The kind of love he was denying his child.
He swiped a hand in front of his face. No! Her child!
‘You’ll understand one day, when you have your own kids, mate.’
‘I’m never—’
He couldn’t finish the sentence. Because he was, wasn’t he? He was about to become a father. And he knew in his bones with a clarity that stole his breath that Uncle Ben would never make up for the lack of a father in his child’s life.
His child.
He turned back to Stefan. ‘You’re going to have to find someone to replace me. I can’t lead Thursday’s safari.’ Three weeks in the heart of Africa? He shook his head. He didn’t have that kind of time to spare. He had to get home and make sure Meg was all right.
He had to get home and make sure the baby was all right.
CHAPTER THREE
A MOTORBIKE TURNED in at the end of the street. Meg glanced up from weeding the garden and listened. That motorbike sounded just like Ben’s, though it couldn’t be. He wasn’t due back in the country for another seven weeks.
She pressed her hands into the small of her back and stretched as well as she could while still on her knees. This house that her father had given her took a lot of maintenance—more than her little apartment ever had. She’d blocked out Saturday mornings for gardening, but something was going to have to give before the baby came. She just wouldn’t have time for the upkeep on this kind of garden then.
She glanced down at her very small baby bump and a thrill shot through her. She rested a hand against it—her baby—and all felt right with the world.
And then the motorbike stopped.

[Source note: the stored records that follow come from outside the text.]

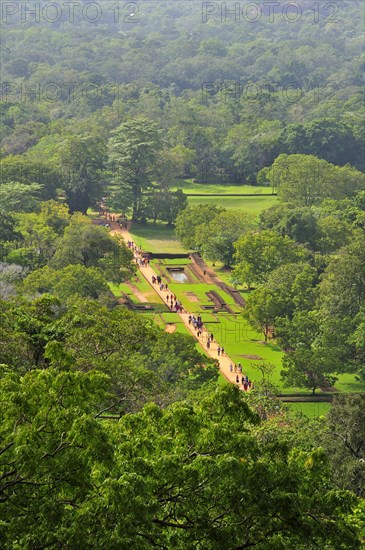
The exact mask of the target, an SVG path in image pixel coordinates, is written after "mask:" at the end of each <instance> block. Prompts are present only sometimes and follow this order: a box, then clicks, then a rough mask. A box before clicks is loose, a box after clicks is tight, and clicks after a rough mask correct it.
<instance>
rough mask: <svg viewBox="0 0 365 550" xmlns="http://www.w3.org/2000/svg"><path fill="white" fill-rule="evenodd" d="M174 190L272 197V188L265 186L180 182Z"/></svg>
mask: <svg viewBox="0 0 365 550" xmlns="http://www.w3.org/2000/svg"><path fill="white" fill-rule="evenodd" d="M172 189H182V191H184V193H189V194H196V193H207V194H211V193H223V194H224V193H240V194H241V193H243V194H245V193H255V194H263V195H271V194H272V189H271V187H267V186H263V185H237V184H231V183H227V184H226V183H193V182H192V180H191V179H190V180H178V181H177V182H176V184H175V185H174V186H173V187H172Z"/></svg>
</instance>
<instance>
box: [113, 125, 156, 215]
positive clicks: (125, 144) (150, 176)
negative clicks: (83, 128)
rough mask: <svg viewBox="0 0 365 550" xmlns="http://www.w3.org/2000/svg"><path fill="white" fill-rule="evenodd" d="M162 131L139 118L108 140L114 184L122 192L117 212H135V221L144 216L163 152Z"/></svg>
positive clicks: (115, 133)
mask: <svg viewBox="0 0 365 550" xmlns="http://www.w3.org/2000/svg"><path fill="white" fill-rule="evenodd" d="M161 147H162V145H161V139H160V131H159V129H158V126H157V124H155V123H154V122H152V121H151V120H148V119H144V118H139V119H135V120H129V121H128V122H124V123H123V124H121V125H120V126H119V127H118V128H117V129H116V130H114V131H113V132H112V137H111V138H110V140H109V166H110V169H111V171H112V176H111V179H112V183H113V185H115V186H117V187H118V188H119V189H118V190H117V191H116V197H115V198H114V208H115V209H116V208H117V207H118V200H117V199H118V197H119V196H120V208H121V209H122V210H123V211H124V210H125V208H127V207H131V208H132V218H133V219H134V220H136V219H138V218H139V217H140V215H141V212H142V210H143V209H142V197H143V193H144V191H146V190H147V189H148V188H149V187H150V186H151V183H152V179H153V176H154V174H155V172H156V169H157V160H158V153H159V151H160V149H161Z"/></svg>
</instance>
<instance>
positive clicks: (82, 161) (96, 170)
mask: <svg viewBox="0 0 365 550" xmlns="http://www.w3.org/2000/svg"><path fill="white" fill-rule="evenodd" d="M58 157H59V160H58V163H59V170H60V171H61V187H62V189H64V191H65V194H66V202H67V204H68V206H69V208H70V212H71V213H73V212H77V211H78V212H82V213H83V214H86V212H87V209H88V208H89V207H90V206H93V207H96V206H97V203H98V201H99V200H100V199H101V198H102V196H103V191H104V185H105V175H104V173H103V170H104V168H105V162H106V146H105V143H104V142H103V140H102V139H100V138H98V137H94V136H92V135H89V134H86V135H81V136H70V137H67V138H65V140H64V141H63V142H62V143H61V145H60V147H59V154H58Z"/></svg>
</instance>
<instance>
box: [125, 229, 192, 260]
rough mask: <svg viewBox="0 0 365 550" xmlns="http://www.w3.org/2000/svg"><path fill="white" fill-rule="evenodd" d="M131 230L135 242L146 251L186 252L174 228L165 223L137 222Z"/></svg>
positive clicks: (179, 252) (171, 252)
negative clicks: (181, 243) (178, 237)
mask: <svg viewBox="0 0 365 550" xmlns="http://www.w3.org/2000/svg"><path fill="white" fill-rule="evenodd" d="M129 232H130V234H131V235H132V237H133V240H134V241H135V243H136V244H138V245H139V246H141V247H142V248H143V250H145V251H146V252H156V253H157V252H166V253H175V254H181V253H186V250H185V249H184V248H183V247H182V246H181V244H180V241H179V240H178V238H177V237H176V236H175V233H174V229H173V228H171V227H168V226H167V225H166V224H165V223H156V224H154V223H152V222H148V223H145V224H142V223H139V222H135V223H133V225H132V227H131V228H130V230H129Z"/></svg>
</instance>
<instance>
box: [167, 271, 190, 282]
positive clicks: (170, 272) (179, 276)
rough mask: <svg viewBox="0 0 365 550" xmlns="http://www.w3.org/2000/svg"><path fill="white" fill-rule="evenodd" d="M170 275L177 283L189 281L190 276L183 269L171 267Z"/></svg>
mask: <svg viewBox="0 0 365 550" xmlns="http://www.w3.org/2000/svg"><path fill="white" fill-rule="evenodd" d="M169 271H170V275H171V277H172V278H173V279H174V281H176V282H177V283H187V282H188V280H189V279H188V278H187V276H186V275H185V273H184V270H183V269H170V270H169Z"/></svg>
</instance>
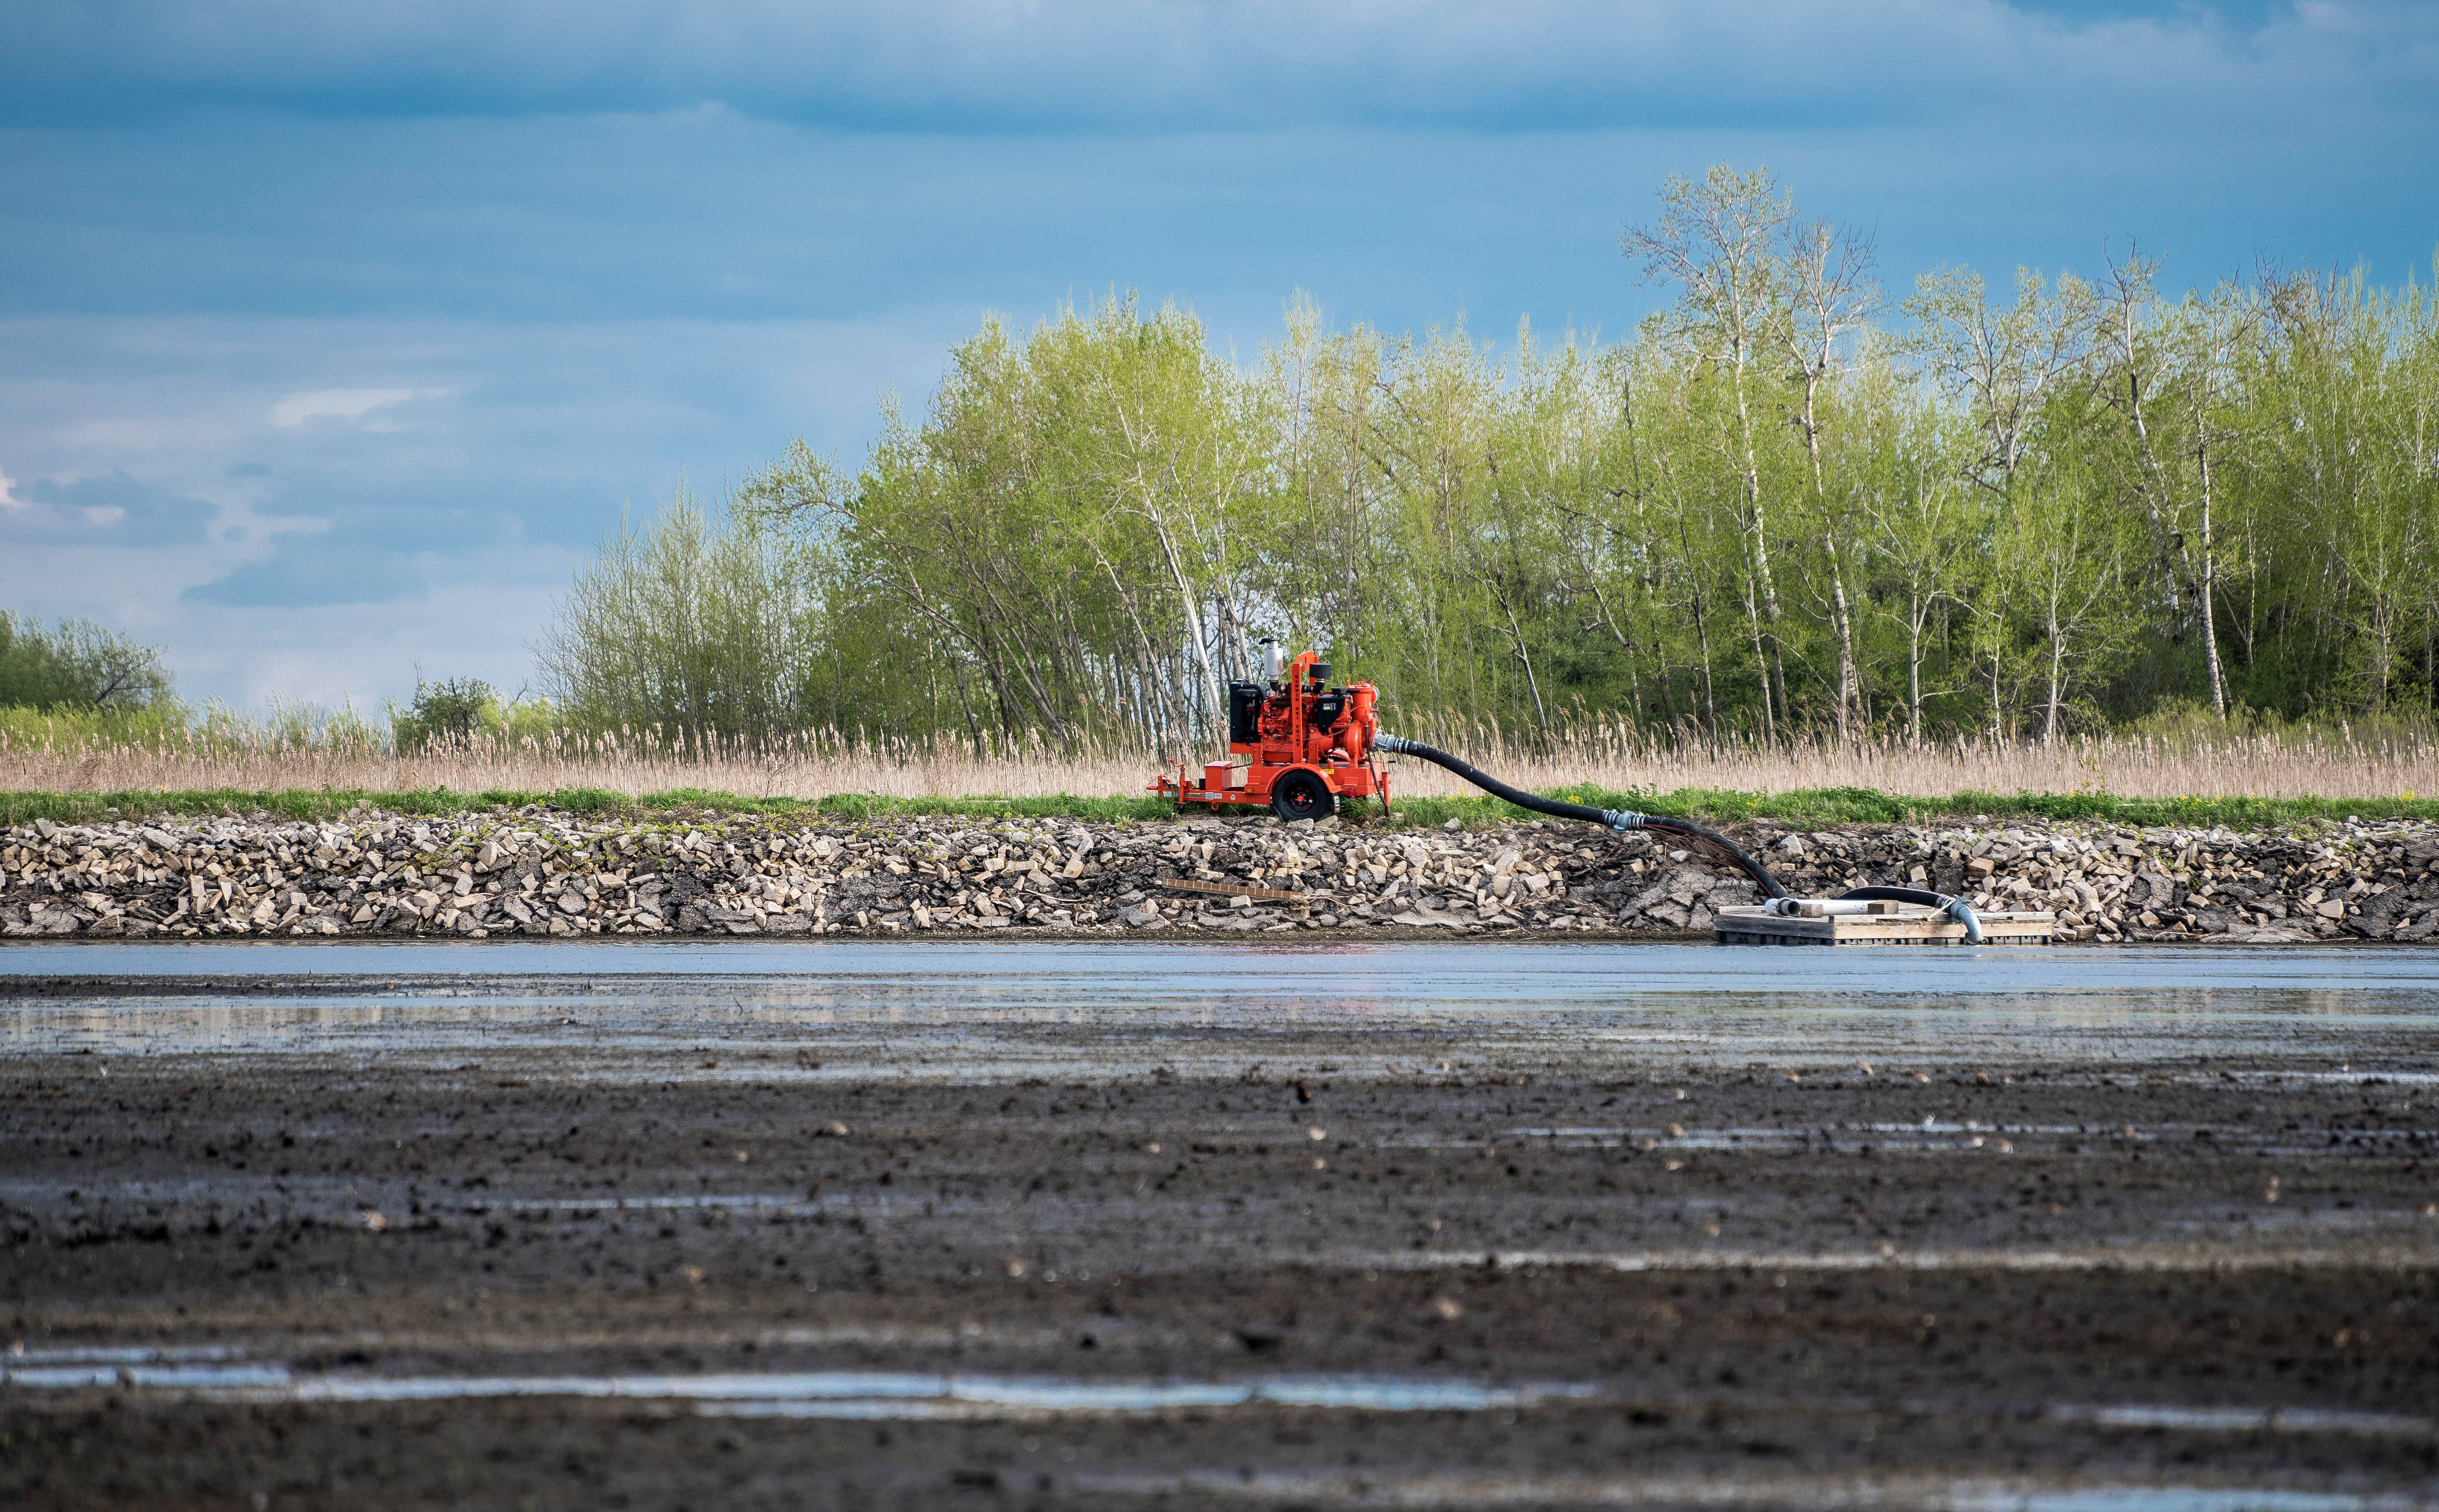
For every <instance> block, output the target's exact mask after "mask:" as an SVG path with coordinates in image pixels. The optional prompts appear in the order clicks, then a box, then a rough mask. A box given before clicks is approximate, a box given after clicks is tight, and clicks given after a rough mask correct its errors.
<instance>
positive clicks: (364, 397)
mask: <svg viewBox="0 0 2439 1512" xmlns="http://www.w3.org/2000/svg"><path fill="white" fill-rule="evenodd" d="M437 393H441V390H434V388H312V390H305V393H290V395H280V402H276V405H271V424H276V427H283V429H295V427H300V424H305V422H307V419H363V417H366V415H371V412H376V410H388V407H390V405H402V402H407V400H420V398H432V395H437ZM380 427H383V422H373V427H371V429H380Z"/></svg>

Right outside her house.
She leapt up and charged around to the front of the house, a different kind of grin building inside her. Ben? One glance at the rangy broad-shouldered frame confirmed it.

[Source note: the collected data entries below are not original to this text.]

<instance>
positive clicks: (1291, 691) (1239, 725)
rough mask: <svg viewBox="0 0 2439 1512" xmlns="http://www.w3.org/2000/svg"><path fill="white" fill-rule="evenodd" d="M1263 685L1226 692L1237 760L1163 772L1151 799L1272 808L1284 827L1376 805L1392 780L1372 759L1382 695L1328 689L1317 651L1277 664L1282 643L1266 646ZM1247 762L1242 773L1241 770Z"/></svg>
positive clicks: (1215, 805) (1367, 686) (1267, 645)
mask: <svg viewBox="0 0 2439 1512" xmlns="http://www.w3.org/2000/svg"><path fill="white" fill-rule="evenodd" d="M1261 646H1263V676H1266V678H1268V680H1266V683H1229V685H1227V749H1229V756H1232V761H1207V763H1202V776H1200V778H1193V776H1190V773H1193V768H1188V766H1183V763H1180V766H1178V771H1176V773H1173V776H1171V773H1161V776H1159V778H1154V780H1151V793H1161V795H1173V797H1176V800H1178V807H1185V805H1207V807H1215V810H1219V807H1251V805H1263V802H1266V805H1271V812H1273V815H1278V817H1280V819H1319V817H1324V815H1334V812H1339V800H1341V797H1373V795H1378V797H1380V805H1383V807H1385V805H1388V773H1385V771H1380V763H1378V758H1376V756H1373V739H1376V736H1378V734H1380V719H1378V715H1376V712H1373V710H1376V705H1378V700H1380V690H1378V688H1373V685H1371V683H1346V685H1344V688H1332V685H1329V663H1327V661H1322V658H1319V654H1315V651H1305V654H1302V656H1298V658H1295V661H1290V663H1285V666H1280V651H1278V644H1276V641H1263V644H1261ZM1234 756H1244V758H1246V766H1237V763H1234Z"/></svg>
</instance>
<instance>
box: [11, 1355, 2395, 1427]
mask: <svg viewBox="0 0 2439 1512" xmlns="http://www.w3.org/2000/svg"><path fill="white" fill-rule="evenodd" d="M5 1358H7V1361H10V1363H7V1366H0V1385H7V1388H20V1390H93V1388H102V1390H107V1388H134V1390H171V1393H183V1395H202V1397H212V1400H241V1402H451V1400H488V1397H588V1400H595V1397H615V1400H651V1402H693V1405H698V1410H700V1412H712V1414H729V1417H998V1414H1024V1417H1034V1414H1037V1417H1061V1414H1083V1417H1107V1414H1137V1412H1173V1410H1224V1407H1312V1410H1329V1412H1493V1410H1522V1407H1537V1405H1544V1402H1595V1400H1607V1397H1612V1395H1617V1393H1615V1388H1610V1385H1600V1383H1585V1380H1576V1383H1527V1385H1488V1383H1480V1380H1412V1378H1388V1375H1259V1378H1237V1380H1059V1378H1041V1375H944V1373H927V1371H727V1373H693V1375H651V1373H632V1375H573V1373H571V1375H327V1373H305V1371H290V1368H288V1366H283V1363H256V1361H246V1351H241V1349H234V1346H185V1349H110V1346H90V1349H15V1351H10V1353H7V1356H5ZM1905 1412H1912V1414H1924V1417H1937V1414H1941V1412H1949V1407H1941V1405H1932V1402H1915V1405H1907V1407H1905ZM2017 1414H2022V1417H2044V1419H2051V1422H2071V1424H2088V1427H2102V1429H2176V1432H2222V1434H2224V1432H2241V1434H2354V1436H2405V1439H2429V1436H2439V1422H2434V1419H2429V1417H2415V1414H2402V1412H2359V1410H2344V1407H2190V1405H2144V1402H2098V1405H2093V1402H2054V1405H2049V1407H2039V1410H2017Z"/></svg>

Still straddling his bike, he pulled off his helmet and shook out his too-long blond-streaked hair. He stretched his neck first to the left and then to the right before catching sight of her. He stilled, and then the slow grin that hooked up one side of his face lit him up from the inside out and hit her with its impact.
Good Lord. She stumbled. No wonder so many women had fallen for him over the years—he was gorgeous! She knew him so well that his physical appearance barely registered with her these days.
Except…
Except when his smile slipped and she read the uncertainty in his face. Her heart flooded with warmth. This was the first time he’d seen her since she’d become pregnant. Was he worried she wouldn’t keep her word? That she’d expect more from him than he was willing or able to give?
She stifled a snort. As if!
While she normally delighted in teasing him—and this was an opportunity almost too good to pass up—he had made this dream of hers possible. It was only fair to lay his fears to rest as soon as she could.
With mock-seductive slowness she pulled off her gardening gloves one finger at a time and tossed them over her shoulder, and then she sashayed down the garden path and out the gate to where he still straddled his bike. She pulled her T-shirt tight across her belly and turned side-on so he could view it in all its glory.
‘Hello, Uncle Ben. I’d like you to meet my baby bump—affectionately known as the Munchkin.’
She emphasised the words ‘Uncle Ben’ and ‘my’, so he’d know everything remained the same—that she hadn’t changed her mind and was now expecting more from him than he could give. He should have more faith in her. She knew him. Really knew him. But she forgave him his fears. Ben and family?